Any sound reasoning had to start with the axiom that Russian papers never publish explosive stories without a purpose. Two plausible--and contradictory--purposes were suggested for this one: 1) Moscow wished to prepare Russians and the world outside for a peace move at Britain's expense--by asserting, in advance, that Britons were scoundrels, concocting a scheme to double-cross Russia; 2) Moscow actually thought that as the Red Army's sustained lunge carried it closer & closer to Central Europe, the ghosts of Munich might regain their onetime influence, persuade the English-speaking Allies to compromise.

First Light. When Moscow published the British denial, the Russian press took pains to couple the item with an otherwise innocuous Ankara dispatch to the London Sunday Times (no relation to the Times of London). This report said that Ambassador Franz von Papen asked the Turks, two months ago, to relay a German proposal that the Wehrmacht voluntarily retreat to prewar boundaries in the west, in return get a "limited free hand in the east." The Sunday Times said that the Turks refused to act, and that nothing came of Ribbentrop's advances. But Russians, reading about it, were clearly meant to understand that peace talk was going on, even if no Briton had seen Ribbentrop. The result was that they paid little attention to the British denial, felt that their first suspicions were confirmed.

Side by side with this manufactured fear of a British double cross ran a fresh Russian uneasiness over the opening of the western European front. Russians read (in last week's issue of War & The Working Class) that "defeatist and peace-creating elements in the countries allied with us have now taken up vigorous anti-invasion propaganda." In Russian eyes, a continuing faith in destruction of the enemy by bombs and a lingering hope that frontal assault might yet prove unnecessary would call for a stiff reminder of promises given. In Russian eyes, an apparently unrelated accusation such as the Pravda rumor would serve to jog a lagging associate.

From London, after the first outraged cry, came strong indications of an intent not to quarrel. Winston Churchill, just recovered from pneumonia and home from North Africa, quietly talked with Poland's Premier in Exile, Stanislaw Mikolajczyk, and let it be understood that the British Government was working to heal that particular rift. British Ambassador Sir Archibald Clark Kerr got orders to cut short his leave, return to Moscow. Said Anthony Eden in the House of Commons, referring specifically to the Polish border dispute, generally to relations with Russia: "We are not without hope that a favorable solution may be attained. . . . We are in closest touch with our Allies. . . ."

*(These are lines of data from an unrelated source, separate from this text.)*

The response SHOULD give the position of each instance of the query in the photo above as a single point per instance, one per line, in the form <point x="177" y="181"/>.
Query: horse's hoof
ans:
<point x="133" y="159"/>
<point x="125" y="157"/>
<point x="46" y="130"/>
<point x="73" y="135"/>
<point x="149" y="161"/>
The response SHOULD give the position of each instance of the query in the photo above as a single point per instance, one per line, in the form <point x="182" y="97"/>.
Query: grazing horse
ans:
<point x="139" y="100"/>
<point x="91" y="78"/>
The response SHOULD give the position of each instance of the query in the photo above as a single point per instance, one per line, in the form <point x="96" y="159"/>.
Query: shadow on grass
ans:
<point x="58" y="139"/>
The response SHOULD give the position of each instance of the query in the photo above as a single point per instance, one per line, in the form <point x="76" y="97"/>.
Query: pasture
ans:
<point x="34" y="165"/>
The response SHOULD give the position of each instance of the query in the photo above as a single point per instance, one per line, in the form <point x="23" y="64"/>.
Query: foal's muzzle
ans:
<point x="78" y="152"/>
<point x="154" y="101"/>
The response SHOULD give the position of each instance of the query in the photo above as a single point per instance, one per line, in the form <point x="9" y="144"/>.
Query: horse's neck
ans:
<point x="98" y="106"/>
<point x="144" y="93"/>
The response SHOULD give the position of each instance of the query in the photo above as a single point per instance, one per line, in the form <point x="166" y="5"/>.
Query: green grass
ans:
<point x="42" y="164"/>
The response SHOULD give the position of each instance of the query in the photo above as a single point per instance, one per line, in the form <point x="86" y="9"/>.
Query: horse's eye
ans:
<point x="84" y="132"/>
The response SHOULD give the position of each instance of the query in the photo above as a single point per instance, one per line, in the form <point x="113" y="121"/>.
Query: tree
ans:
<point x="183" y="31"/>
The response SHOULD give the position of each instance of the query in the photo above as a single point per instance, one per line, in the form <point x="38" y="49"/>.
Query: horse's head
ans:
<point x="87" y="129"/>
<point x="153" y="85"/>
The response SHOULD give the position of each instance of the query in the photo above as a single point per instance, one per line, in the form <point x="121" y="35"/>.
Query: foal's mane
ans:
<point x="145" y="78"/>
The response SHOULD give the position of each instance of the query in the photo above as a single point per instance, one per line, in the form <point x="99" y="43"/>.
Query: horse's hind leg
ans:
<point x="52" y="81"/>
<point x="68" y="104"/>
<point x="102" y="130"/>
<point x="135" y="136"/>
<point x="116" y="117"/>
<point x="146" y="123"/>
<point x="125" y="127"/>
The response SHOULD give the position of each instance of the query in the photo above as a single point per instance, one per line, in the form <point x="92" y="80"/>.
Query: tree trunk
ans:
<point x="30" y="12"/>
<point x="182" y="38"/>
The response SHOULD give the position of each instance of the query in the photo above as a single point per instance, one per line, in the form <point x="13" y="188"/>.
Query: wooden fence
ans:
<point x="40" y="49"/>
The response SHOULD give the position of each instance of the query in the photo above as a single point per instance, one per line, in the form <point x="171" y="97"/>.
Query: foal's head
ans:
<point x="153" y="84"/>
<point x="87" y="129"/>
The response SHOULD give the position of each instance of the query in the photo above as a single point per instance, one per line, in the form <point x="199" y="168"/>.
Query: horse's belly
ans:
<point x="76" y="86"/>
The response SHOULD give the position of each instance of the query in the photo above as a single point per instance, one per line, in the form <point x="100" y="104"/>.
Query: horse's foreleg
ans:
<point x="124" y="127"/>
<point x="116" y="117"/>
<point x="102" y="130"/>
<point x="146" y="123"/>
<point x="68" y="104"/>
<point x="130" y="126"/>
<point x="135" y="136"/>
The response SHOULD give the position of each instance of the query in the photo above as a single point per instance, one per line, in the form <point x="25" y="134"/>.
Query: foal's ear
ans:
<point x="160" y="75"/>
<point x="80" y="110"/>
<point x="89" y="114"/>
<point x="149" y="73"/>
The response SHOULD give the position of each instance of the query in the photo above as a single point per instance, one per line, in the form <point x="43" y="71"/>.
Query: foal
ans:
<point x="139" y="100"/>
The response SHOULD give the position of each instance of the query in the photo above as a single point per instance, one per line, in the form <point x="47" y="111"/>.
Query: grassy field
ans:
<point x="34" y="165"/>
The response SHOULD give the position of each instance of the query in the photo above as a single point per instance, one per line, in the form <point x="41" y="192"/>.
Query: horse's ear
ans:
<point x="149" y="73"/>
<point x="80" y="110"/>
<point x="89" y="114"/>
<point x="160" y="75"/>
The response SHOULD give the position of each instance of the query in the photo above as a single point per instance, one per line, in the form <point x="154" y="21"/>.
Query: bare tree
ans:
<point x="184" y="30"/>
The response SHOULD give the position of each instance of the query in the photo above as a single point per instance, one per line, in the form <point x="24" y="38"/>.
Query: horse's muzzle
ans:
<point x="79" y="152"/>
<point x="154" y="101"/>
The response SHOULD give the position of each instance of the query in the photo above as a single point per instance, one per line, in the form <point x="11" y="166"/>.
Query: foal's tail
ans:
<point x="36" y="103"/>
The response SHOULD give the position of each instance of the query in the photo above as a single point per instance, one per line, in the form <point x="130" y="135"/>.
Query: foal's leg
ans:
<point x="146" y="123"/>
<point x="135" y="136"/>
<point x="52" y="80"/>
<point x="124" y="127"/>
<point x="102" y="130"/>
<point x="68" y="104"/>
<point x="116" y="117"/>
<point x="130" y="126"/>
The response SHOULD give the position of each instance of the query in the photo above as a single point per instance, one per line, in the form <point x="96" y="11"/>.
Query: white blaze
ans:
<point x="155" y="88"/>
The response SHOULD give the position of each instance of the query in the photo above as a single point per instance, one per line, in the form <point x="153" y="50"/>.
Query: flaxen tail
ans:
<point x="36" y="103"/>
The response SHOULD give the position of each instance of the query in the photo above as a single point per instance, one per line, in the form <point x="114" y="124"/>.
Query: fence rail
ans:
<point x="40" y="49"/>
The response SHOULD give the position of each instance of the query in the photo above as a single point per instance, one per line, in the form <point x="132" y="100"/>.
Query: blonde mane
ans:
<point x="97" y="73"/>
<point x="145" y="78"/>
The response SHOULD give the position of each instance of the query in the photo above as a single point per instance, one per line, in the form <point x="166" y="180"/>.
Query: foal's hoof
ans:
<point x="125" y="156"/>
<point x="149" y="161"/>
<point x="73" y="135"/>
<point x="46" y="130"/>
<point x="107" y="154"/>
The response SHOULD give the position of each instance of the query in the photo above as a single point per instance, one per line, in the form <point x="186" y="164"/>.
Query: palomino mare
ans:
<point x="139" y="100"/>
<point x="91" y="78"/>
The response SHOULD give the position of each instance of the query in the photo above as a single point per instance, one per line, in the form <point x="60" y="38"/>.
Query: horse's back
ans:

First Proof. Suddenly Moscow smiled again. Purred the Red Army's official paper, Red Star: "The anti-Hitler coalition of freedom-loving powers, created and strengthened in the fire of war, has never been more firm and inviolate than now. . . ." In Stalin's presence, on the 20th anniversary of Lenin's death (see p. 38), rising young Communist Party executive Alexander Shcherbakov said: "Confidence and unity among the nations of the anti-Hitler coalition have increased. . . . Hitler's plans . . . have failed."

Plainly the bear was satisfied with whatever he had done, and now wanted the world to understand that the vicious swipe was not meant to wound. The world did not know what assurances the bear had gained nor how they had been conveyed. But it did know, definitely, that it would have more faith in the pledges of Teheran if the bear could learn to keep his claws off his friends.

The shut-in millions of Russia, whose government is their only window to the outside world, remained an unknown quantity--as mute, foreign and far-off as the millions of plain Americans and Britons were to them.

*In 1941, listening to official broadcasts of the Anglo-Soviet agreement.